Read the full article here
Why passkeys are a conversion and revenue lever
Passkeys are often introduced as a security upgrade, but their biggest impact in B2C flows is usually conversion rate. They remove the most common sources of login friction: forgotten passwords, typo-heavy mobile input, and slow fallback flows. For product teams working on CIAM, this matters because retention and repeat purchases drive lifetime value. With rising CAC, improving the authentication experience for returning users can be just as important as optimizing first-time sign-up.
In practice, passkeys turn authentication into a faster, higher-success step that keeps users in the purchase funnel instead of pushing them into password resets or OTP loops.
Case study: how KAYAK used passkeys for conversion optimization
KAYAK is one of the early large-scale passkey adopters in consumer authentication. Public case studies report two outcomes that are especially relevant for conversion work:
- Strong adoption during sign-up, with a large share of new users choosing passkeys when offered.
- Faster sign-up and sign-in, with reported reductions in end-to-end time.
KAYAK also used a pragmatic fallback approach for users who could not create a passkey, keeping the experience passwordless where possible instead of forcing users back to a password wall. The key lesson is not that every user will switch instantly, but that a passkey-first default can shift behavior quickly without breaking existing flows.

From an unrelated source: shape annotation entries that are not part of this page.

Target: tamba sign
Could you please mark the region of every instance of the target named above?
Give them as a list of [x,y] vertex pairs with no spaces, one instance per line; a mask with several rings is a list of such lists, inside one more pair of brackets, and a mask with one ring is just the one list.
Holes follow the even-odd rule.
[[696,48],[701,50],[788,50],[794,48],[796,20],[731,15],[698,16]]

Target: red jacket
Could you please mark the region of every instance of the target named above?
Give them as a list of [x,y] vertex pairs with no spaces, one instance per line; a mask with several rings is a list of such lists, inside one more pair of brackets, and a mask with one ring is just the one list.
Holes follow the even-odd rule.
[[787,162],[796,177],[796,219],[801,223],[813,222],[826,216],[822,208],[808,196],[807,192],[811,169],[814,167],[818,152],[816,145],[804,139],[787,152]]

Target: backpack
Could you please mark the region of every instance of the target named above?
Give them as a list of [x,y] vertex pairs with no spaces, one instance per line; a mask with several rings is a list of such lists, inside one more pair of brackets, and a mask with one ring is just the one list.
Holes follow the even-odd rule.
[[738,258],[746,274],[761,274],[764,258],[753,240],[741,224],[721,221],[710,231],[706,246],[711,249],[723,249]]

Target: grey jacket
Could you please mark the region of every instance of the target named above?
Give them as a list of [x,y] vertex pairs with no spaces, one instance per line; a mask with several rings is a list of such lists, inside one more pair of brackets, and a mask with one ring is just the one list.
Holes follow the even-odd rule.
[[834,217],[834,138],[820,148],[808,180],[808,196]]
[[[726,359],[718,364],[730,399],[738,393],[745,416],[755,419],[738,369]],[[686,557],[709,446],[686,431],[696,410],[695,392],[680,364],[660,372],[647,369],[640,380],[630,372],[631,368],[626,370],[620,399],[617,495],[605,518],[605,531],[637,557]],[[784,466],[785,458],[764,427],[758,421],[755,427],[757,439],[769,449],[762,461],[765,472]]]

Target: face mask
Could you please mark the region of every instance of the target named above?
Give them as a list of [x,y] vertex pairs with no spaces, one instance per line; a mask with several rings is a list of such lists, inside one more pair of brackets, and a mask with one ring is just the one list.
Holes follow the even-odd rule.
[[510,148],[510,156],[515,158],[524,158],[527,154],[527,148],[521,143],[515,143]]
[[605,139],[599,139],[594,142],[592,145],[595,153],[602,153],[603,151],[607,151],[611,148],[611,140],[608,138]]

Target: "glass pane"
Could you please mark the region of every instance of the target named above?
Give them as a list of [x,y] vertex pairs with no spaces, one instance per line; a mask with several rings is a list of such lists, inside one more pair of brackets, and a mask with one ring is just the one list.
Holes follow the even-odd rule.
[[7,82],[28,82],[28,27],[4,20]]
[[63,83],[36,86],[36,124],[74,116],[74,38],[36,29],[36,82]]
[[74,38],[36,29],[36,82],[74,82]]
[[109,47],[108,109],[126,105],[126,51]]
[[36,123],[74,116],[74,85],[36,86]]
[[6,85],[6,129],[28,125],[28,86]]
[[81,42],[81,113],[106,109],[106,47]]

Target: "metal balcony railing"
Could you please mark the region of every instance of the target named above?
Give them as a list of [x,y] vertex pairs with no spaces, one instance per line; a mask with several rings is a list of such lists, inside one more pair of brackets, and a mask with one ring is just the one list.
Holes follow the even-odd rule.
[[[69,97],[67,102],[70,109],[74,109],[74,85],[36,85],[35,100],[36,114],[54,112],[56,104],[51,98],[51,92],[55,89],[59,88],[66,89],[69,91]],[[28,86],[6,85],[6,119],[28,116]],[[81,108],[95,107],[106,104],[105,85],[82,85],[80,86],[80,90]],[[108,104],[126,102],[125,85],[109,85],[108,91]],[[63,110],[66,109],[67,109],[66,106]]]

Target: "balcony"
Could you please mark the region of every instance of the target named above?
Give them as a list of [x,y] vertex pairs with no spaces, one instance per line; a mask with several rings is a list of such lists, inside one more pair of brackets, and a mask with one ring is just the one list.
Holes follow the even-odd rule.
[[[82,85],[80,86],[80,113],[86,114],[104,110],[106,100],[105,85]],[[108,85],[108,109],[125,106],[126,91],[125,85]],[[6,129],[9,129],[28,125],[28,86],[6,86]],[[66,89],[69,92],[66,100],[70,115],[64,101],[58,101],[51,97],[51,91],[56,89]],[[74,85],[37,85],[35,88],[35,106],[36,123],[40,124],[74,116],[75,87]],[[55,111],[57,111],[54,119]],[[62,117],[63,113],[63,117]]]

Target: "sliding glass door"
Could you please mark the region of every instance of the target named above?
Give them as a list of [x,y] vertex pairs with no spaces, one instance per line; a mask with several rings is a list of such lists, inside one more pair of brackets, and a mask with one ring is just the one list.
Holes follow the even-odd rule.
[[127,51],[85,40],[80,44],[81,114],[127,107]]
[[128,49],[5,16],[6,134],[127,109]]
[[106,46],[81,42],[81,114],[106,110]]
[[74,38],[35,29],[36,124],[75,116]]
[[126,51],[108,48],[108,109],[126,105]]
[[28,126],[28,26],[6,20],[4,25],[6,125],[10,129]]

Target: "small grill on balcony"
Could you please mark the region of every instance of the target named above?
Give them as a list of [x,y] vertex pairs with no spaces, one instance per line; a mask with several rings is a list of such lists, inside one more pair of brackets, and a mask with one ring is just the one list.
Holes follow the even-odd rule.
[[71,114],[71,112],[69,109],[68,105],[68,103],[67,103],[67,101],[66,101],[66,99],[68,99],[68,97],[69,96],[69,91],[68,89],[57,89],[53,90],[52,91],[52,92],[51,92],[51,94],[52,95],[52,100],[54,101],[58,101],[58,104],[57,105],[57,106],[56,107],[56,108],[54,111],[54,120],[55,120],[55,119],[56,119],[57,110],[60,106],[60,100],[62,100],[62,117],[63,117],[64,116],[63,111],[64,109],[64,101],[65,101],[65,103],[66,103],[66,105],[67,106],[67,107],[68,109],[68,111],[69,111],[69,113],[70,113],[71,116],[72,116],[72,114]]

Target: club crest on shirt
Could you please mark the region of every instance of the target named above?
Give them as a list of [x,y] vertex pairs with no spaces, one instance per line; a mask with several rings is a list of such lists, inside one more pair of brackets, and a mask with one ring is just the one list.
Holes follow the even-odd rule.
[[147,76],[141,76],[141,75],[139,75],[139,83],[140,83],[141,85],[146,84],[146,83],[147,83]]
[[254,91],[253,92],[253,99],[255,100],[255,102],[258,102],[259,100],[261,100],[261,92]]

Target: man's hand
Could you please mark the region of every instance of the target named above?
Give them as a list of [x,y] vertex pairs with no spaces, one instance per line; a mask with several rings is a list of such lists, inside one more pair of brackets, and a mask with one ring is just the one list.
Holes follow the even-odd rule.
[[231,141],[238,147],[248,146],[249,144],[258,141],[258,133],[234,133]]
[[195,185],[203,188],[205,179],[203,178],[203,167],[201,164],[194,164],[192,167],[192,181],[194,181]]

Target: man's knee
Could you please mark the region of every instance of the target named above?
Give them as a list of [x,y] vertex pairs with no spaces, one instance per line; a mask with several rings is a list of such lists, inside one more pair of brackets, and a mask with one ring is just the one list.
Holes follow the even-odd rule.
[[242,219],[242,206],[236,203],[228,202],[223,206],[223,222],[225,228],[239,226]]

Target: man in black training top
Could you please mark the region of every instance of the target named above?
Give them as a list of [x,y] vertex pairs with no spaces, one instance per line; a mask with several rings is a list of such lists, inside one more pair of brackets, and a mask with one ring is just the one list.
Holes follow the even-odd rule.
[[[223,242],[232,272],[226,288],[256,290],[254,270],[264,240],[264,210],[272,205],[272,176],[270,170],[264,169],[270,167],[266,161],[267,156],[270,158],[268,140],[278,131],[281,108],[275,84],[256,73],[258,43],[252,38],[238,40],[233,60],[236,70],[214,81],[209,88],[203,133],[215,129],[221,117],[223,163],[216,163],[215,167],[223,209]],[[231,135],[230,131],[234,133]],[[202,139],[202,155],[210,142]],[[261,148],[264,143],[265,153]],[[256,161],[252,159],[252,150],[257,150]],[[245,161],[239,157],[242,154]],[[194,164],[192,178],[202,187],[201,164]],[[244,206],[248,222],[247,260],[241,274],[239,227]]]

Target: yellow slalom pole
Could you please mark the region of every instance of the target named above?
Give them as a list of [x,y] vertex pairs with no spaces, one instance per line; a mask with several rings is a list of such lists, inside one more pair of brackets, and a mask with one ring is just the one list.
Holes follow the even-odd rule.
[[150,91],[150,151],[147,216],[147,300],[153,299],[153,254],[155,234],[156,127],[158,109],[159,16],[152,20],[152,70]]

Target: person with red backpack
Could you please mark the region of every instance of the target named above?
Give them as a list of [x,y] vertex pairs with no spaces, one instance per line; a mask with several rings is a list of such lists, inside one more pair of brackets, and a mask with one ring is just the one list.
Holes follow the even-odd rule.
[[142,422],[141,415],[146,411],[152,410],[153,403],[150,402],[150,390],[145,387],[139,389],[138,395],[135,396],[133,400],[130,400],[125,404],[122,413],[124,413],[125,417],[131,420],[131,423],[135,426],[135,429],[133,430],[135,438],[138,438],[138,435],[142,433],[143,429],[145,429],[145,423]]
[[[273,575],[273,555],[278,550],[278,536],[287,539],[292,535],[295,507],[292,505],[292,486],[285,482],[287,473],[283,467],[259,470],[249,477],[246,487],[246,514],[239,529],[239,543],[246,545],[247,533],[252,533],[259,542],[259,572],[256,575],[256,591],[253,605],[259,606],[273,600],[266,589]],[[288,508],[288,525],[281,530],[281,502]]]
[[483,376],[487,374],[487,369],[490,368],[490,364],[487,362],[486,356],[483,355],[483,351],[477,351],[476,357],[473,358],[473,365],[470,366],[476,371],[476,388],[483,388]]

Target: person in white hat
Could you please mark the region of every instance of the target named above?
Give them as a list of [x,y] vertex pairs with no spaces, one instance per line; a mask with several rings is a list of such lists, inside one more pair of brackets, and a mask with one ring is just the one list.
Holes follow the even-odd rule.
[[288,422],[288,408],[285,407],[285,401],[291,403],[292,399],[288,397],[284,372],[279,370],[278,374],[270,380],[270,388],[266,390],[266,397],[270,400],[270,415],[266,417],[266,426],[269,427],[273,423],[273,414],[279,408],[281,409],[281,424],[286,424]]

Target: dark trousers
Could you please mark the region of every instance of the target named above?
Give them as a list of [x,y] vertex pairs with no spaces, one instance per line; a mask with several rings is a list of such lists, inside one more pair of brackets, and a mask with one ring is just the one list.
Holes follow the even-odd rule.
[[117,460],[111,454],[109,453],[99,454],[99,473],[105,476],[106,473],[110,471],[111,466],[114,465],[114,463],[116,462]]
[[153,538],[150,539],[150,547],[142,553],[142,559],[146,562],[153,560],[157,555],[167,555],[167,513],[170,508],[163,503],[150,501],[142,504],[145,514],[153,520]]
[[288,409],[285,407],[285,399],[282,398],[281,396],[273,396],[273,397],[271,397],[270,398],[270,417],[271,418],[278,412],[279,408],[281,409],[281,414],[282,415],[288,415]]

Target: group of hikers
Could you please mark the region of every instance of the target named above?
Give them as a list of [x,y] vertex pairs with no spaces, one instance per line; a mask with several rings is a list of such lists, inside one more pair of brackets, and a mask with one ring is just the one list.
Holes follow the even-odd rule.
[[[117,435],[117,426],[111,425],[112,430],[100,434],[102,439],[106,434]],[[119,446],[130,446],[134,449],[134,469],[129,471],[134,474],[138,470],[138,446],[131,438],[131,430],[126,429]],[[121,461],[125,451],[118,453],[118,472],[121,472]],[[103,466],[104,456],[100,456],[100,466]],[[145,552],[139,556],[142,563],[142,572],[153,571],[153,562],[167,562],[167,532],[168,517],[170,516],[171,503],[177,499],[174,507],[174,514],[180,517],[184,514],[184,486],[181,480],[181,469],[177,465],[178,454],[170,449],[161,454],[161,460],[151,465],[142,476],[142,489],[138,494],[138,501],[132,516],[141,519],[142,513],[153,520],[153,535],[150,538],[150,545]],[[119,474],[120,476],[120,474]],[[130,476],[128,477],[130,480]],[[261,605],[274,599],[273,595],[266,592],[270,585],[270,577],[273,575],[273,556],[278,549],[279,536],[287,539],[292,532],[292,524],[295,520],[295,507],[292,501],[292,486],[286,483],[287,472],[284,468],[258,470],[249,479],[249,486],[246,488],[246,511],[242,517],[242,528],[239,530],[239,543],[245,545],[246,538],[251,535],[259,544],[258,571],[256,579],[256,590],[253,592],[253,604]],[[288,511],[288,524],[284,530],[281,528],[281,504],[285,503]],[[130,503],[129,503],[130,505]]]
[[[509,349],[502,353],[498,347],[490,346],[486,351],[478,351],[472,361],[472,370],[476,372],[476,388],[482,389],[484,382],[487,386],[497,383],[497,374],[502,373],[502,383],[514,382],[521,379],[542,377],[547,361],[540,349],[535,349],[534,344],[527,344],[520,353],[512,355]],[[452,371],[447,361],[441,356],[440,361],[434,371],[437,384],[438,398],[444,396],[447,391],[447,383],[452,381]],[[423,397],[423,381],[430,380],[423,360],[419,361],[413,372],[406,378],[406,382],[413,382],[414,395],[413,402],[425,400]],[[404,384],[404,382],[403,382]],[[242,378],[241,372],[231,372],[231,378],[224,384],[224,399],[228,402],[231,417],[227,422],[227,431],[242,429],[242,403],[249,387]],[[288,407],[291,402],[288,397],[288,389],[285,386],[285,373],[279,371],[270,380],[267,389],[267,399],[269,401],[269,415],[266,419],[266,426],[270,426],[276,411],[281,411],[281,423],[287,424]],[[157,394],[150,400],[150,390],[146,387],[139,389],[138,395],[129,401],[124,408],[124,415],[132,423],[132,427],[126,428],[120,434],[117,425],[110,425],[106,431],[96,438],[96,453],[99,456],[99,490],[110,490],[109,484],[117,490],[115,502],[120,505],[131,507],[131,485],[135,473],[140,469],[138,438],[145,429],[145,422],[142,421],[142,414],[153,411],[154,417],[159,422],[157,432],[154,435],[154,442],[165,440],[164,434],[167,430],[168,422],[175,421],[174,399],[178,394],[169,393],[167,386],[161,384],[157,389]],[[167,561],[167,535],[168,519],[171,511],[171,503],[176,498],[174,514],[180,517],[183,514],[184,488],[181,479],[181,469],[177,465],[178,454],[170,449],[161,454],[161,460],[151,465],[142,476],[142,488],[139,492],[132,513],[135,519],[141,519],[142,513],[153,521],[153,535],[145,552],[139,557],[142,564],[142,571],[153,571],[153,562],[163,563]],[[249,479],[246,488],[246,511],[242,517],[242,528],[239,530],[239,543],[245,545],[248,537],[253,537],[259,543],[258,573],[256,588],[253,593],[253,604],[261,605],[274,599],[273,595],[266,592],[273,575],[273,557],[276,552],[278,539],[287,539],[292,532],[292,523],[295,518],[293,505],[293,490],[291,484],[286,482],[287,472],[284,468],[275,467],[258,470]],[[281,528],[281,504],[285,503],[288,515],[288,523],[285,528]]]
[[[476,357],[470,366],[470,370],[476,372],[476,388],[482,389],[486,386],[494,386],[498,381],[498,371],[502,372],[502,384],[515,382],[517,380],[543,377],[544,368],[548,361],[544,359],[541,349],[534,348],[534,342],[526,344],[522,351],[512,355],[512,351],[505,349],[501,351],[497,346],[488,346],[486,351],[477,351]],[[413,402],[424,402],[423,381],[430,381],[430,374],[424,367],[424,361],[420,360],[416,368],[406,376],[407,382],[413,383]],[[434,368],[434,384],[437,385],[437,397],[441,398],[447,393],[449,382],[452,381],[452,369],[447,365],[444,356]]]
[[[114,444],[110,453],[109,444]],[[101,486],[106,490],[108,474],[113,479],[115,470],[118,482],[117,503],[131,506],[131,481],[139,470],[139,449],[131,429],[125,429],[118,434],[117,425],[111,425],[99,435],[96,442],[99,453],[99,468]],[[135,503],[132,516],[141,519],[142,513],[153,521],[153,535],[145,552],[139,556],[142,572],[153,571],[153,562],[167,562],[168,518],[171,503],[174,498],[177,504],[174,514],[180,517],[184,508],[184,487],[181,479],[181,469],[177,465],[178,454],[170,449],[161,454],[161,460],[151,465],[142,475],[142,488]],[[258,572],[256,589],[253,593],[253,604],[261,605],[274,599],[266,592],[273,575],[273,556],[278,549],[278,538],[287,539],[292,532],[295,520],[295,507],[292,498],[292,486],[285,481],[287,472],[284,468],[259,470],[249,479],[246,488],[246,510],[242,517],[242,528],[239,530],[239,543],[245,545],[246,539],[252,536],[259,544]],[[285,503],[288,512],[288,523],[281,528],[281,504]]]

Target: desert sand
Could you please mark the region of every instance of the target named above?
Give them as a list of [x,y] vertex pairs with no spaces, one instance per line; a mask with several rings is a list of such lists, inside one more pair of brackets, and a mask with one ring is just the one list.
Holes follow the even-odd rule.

Benchmarks: passkeys outperform passwords on success rate and speed
Across multiple deployments, industry benchmarks show a consistent pattern: passkeys tend to deliver a much higher authentication success rate than passwords, and they complete faster. That matters for checkout because login is often the steepest drop-off point for returning customers.
Two numbers that often show up in passkey adoption reporting:
- Higher login success rate with passkeys compared to passwords, driven by the removal of memory and typing errors.
- Shorter time-to-authenticate, which reduces abandonment on mobile and in time-sensitive purchase moments.
Even if your product already has strong checkout analytics, you often need authentication-specific measurement to see where those gains come from, and whether they hold across devices and operating systems.
Four checkout growth levers passkeys unlock
- **Increase login success rate at the checkout gate **Checkout login is where users have already decided to buy. If authentication fails, they rarely “try later.” Passkeys improve this step by removing the “wrong password” loop and enabling biometric sign-in that users cannot forget. When implemented with UX patterns like passkey autofill (Conditional UI) or one-tap entry points, passkeys can also reduce drop-off caused by users forgetting which email they used.
- **Reduce time-to-purchase with faster authentication **Speed matters most on mobile, where typing is error-prone and context is distracting. Passkeys replace multi-field input with a short biometric step, which can materially reduce time spent in the login portion of checkout. This becomes even more relevant in flash sales or limited inventory scenarios where slow login can erase the benefit of strong merchandising or scarcity tactics.
- **Eliminate password reset abandonment **Password resets are a conversion killer because they force users into a long recovery journey at the worst moment. Many consumers abandon purchases when they cannot remember credentials, and the reset flow adds more drop-off points (email delays, spam folders, password rules). Passkeys remove the reset loop for users who have created one, keeping high-intent customers moving toward payment.
- **Convert guest checkout buyers into logged-in customers **Guest checkout exists largely because account creation is too much work. Passkeys change that trade-off: creating an account no longer requires inventing and remembering a new password. A common approach is to prompt users after purchase with a simple value proposition like “Save your details for faster checkout next time,” then let them create a passkey in seconds. This can increase the share of logged-in customers over time, improving retention and LTV without adding friction to the first purchase.
What to measure to prove ROI
To make passkeys a conversion initiative (not just a security project), track metrics such as login success rate, time-to-auth, auth funnel drop-off, and fallback rate across passkeys vs passwords and OTP. Segment by device and OS so you can spot where performance differs and where UX improvements will have the biggest impact.